The bill strips entities that transfer funds associated with terror — including the Palestinian Authority’s stipends to imprisoned terrorists and their families — from approaching the High Court.
According to the legislation’s explanatory notes, “The purpose of the bill is to correct an anomaly according to which elements hostile to the State of Israel, including those who work directly and in a declared manner to harm its citizens through acts of terrorism, are considered to have the right to stand before the High Court when they come to petition against the policies of the Israeli government.”
The bill passed its preliminary reading by a vote of 52-23. It now returns to the Knesset Constitution, Law and Justice Committee. MK Simcha Rothman, who chairs that committee, proposed the legislation.
In August, a hearing at Israel’s High Court of Justice over the Palestinian Authority’s standing to petition the court ended in uproar as terror victims raucously called on the PA’s lawyer to acknowledge Ramallah’s controversial “pay for slay stipends” to imprisoned terrorists.
The court was hearing an unprecedented petition filed by the PA seeking to overturn Knesset legislation allowing victims of PA Arab terror to more easily claim financial compensation from the PA. It was the first time the Palestinian Authority ever directly petitioned Israel’s High Court.

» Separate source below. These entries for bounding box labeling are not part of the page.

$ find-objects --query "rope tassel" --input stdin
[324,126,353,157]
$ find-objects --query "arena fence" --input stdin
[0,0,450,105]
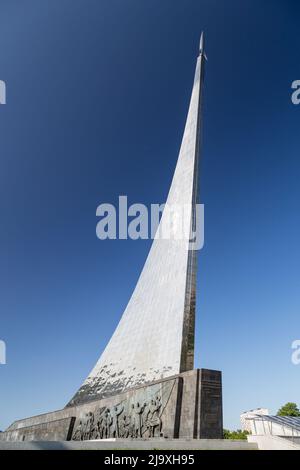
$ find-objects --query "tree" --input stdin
[223,429,249,441]
[277,402,300,417]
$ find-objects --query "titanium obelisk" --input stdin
[68,33,206,406]
[0,35,223,442]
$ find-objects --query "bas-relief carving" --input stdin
[72,381,175,441]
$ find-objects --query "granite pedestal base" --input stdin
[0,369,223,441]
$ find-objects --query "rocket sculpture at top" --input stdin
[67,33,206,406]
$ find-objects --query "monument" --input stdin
[0,34,223,440]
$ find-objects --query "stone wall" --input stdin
[0,369,222,441]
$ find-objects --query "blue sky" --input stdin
[0,0,300,429]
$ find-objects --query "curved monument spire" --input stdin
[68,33,206,406]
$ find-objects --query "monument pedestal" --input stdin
[0,369,223,441]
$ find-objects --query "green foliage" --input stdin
[277,402,300,417]
[223,429,249,441]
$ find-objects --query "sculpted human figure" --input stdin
[103,408,112,439]
[72,420,83,441]
[134,402,146,437]
[112,406,124,438]
[120,415,131,438]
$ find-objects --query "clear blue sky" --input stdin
[0,0,300,429]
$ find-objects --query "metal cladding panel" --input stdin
[67,48,204,406]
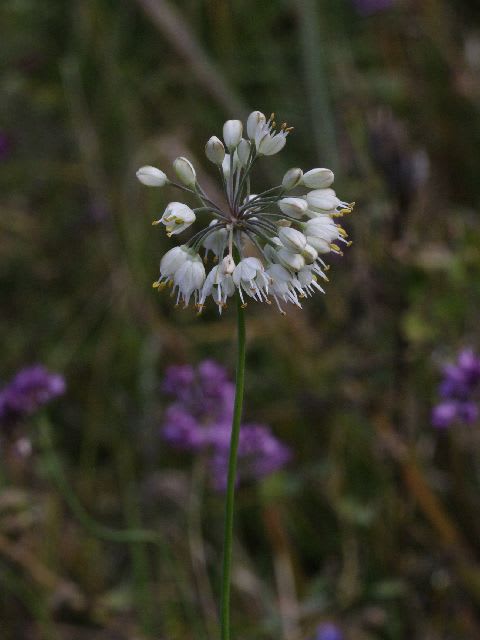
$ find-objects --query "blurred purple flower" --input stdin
[353,0,394,16]
[315,622,344,640]
[432,349,480,429]
[162,360,290,490]
[0,131,13,162]
[0,364,65,426]
[211,424,291,491]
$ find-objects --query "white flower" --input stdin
[278,198,308,220]
[301,244,318,264]
[247,111,267,140]
[265,264,301,314]
[202,220,228,258]
[137,111,354,313]
[222,153,238,180]
[297,266,326,296]
[278,227,307,253]
[223,120,243,153]
[136,166,168,187]
[205,136,225,164]
[160,202,196,237]
[302,169,334,189]
[232,258,268,304]
[173,156,197,187]
[153,245,192,288]
[307,189,348,212]
[199,261,236,313]
[303,216,348,253]
[282,168,303,191]
[277,249,305,271]
[237,138,251,167]
[173,253,205,307]
[255,113,291,156]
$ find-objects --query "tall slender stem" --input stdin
[220,294,245,640]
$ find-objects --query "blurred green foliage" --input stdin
[0,0,480,640]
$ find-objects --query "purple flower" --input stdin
[0,131,13,161]
[0,364,65,426]
[162,360,290,490]
[211,424,291,491]
[432,349,480,429]
[353,0,394,16]
[315,622,344,640]
[432,400,458,429]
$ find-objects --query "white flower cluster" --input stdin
[137,111,354,313]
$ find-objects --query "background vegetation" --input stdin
[0,0,480,640]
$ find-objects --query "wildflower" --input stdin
[205,136,225,165]
[173,157,197,187]
[223,120,243,153]
[0,365,65,427]
[282,168,303,191]
[431,349,480,429]
[138,111,354,313]
[162,360,291,491]
[158,202,196,236]
[302,169,334,189]
[137,166,168,187]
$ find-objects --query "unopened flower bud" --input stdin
[173,157,197,187]
[277,249,305,271]
[223,120,243,153]
[247,111,267,140]
[282,168,303,191]
[136,166,168,187]
[278,198,308,219]
[302,169,334,189]
[302,244,318,264]
[160,202,196,237]
[205,136,225,164]
[237,138,250,167]
[278,227,307,252]
[222,255,235,275]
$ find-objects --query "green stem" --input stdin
[220,294,245,640]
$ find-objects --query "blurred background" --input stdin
[0,0,480,640]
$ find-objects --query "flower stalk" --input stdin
[220,295,246,640]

Despite claiming to be operating at a 172% budget deficit, the Palestinian Authority in July recognized 899 new prisoners from Gaza and tens of thousands more Gaza “martyrs” as eligible for controversial “pay for slay” payouts, according to a report released by Palestinian Media Watch in July.

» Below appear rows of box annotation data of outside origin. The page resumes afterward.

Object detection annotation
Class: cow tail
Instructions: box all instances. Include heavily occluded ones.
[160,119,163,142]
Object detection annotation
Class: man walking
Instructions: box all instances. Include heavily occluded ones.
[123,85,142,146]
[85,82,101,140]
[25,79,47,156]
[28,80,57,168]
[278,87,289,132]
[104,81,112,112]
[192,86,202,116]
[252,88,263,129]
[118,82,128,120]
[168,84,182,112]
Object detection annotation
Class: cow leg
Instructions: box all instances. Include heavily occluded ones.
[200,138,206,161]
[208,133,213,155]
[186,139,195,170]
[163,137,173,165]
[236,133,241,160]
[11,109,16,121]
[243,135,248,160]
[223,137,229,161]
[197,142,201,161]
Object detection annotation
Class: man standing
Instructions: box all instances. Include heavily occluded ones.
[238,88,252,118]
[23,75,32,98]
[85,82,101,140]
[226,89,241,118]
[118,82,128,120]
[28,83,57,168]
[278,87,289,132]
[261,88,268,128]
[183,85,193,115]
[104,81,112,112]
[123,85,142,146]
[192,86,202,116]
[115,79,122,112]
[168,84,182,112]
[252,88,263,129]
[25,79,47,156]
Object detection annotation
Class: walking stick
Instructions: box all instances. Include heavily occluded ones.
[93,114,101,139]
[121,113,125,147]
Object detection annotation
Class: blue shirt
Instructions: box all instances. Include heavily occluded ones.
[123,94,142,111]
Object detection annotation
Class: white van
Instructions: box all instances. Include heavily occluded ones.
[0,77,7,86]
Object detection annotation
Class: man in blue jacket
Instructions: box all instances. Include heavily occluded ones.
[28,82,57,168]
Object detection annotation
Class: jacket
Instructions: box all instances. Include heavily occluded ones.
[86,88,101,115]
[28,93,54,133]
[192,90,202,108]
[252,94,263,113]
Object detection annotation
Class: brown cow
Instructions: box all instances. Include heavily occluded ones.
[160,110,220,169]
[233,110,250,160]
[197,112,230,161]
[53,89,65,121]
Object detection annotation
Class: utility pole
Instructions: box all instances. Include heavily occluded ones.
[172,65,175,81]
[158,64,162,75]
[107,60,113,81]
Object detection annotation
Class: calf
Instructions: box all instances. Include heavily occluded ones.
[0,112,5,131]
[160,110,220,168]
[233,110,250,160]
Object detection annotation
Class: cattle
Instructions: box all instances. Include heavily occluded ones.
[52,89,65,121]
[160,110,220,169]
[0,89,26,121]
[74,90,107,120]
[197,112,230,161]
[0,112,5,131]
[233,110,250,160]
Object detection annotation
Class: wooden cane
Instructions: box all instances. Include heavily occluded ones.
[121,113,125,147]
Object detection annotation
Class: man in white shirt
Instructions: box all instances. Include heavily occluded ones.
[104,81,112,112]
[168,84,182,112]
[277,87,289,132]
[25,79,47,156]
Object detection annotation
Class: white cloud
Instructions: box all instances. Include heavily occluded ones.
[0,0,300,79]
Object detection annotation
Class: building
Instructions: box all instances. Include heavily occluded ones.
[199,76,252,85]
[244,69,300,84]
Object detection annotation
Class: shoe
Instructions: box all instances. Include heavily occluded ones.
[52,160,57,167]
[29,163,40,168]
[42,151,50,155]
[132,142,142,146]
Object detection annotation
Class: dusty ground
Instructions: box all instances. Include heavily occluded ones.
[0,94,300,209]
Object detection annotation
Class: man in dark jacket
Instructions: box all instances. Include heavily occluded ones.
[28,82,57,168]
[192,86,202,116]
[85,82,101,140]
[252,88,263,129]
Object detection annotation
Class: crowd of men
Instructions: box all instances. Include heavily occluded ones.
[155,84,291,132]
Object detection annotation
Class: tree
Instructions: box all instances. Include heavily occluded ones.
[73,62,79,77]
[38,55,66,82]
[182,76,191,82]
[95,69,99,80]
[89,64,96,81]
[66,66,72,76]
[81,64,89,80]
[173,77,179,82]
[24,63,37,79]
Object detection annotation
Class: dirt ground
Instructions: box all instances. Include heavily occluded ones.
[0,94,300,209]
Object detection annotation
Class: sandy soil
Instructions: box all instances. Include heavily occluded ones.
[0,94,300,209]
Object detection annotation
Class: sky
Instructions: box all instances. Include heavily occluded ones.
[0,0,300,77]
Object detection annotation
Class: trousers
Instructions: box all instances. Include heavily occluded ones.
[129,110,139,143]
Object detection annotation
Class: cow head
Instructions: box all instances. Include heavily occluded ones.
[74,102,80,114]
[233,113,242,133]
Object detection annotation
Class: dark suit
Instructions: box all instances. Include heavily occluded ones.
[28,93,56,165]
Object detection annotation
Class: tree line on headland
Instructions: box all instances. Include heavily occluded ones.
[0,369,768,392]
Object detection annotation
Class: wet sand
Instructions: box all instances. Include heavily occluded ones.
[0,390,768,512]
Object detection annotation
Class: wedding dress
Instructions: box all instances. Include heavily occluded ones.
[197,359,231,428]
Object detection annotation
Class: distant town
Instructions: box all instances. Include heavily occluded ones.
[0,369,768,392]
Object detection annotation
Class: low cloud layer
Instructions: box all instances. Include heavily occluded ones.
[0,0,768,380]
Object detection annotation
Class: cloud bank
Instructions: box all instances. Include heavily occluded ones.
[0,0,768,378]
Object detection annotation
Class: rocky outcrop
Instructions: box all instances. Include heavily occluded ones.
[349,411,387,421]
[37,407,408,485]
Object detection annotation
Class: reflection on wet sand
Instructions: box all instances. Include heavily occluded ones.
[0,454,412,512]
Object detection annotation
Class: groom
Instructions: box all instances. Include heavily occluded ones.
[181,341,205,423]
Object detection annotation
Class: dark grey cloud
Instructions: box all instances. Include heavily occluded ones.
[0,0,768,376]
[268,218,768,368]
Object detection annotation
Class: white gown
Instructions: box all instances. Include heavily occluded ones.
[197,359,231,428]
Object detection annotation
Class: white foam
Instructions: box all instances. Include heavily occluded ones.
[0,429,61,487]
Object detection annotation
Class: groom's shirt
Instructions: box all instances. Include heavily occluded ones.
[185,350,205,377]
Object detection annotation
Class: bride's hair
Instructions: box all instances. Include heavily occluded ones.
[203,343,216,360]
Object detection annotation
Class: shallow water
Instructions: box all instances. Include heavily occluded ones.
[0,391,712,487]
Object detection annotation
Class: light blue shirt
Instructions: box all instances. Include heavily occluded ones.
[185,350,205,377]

Families of terror victims were angered that the court gave the Palestinian Authority standing to file a petition.
In a filing with the High Court ahead of the July hearing, Attorney General Gali Baharav-Miara argued, “It cannot be considered appropriate that a court in Israel would open its gates to the Palestinian Authority and hear its arguments about the supposed injury to its constitutional rights, while it continues with its abhorrent and disgraceful policy.”
The Palestinian Authority allocates seven percent of its annual budget for its so-called “Martyr’s Fund,” which provides stipends to PA Arab terrorists in Israeli prisons, and the families of terrorists killed in attacks. The size of the monthly payouts is primarily determined by the duration of the terrorist’s incarceration, with a negligible additional factor based on family size.

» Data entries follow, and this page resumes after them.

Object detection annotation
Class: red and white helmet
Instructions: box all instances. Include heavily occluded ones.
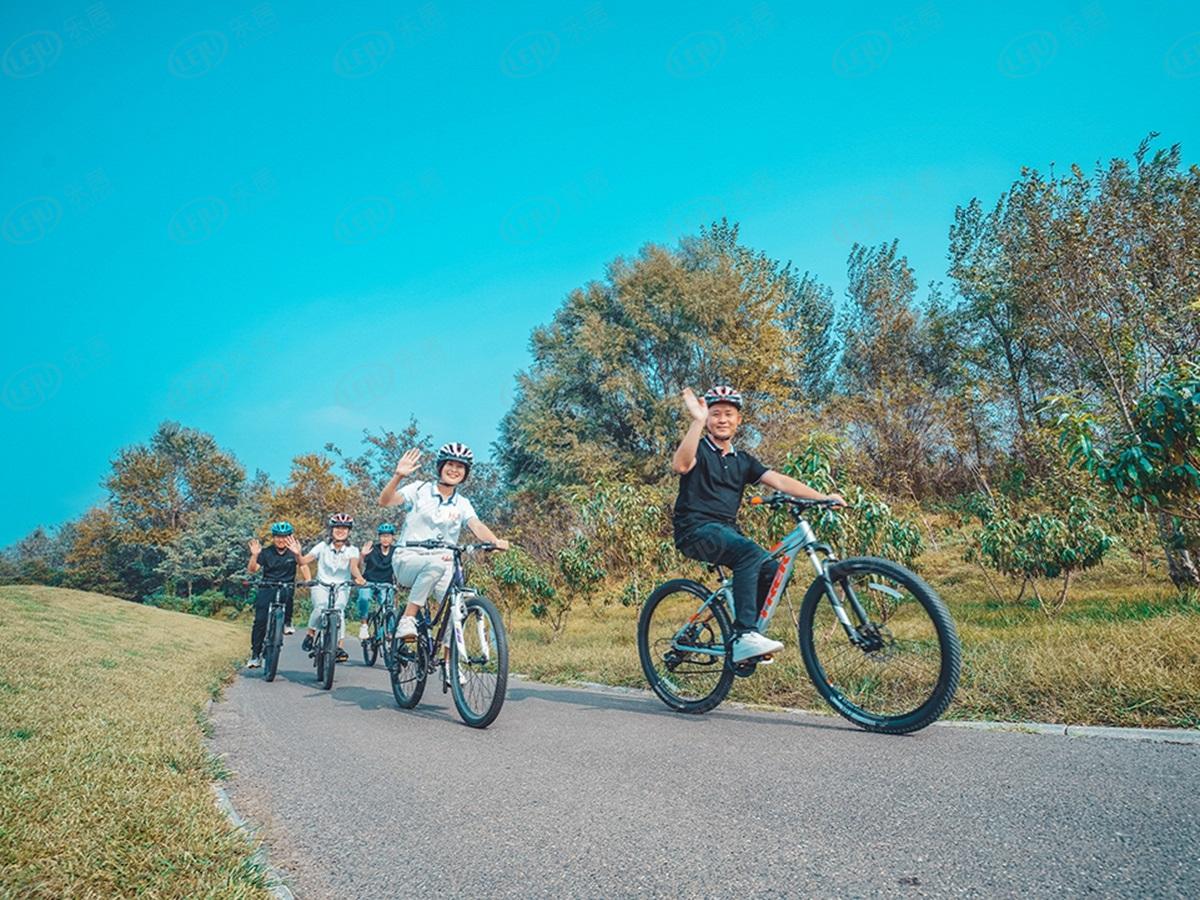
[704,384,742,409]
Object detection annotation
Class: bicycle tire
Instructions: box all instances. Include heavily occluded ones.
[320,622,337,691]
[388,634,428,709]
[362,616,379,666]
[798,557,962,734]
[263,610,283,682]
[450,594,509,728]
[637,578,734,715]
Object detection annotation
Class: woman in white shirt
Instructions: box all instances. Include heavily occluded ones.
[379,444,509,640]
[289,512,367,662]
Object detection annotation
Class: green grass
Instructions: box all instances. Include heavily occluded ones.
[496,546,1200,728]
[0,587,268,898]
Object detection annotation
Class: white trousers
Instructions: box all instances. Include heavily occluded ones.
[308,584,350,641]
[391,547,454,606]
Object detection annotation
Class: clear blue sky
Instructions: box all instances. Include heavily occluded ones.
[0,0,1200,545]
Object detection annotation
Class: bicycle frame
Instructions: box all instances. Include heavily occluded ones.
[673,512,870,656]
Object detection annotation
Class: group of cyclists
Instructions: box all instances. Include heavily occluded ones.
[236,385,961,733]
[246,443,509,668]
[247,385,845,668]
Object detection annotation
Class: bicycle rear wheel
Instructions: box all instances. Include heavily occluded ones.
[450,595,509,728]
[389,634,428,709]
[637,578,733,713]
[799,557,962,734]
[264,608,283,682]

Israeli officials say the stipends provide incentives for terror and regularly offset an equivalent amount from taxes that Israel collects on behalf of the PA. Victims and their families are allowed to collect judgments against the PA from the frozen funds.
Ramallah has been paying out stipends for years, but the issue came under a spotlight following the murder of Taylor Force, a U.S. citizen killed by a PA Arab who went on a stabbing rampage in Jaffa in 2018. Congress passed the Taylor Force Act, which halted U.S. aid to the Palestinian Authority as long as terror stipends were being paid out. However, the Biden administration resumed aid to the PA in 2021.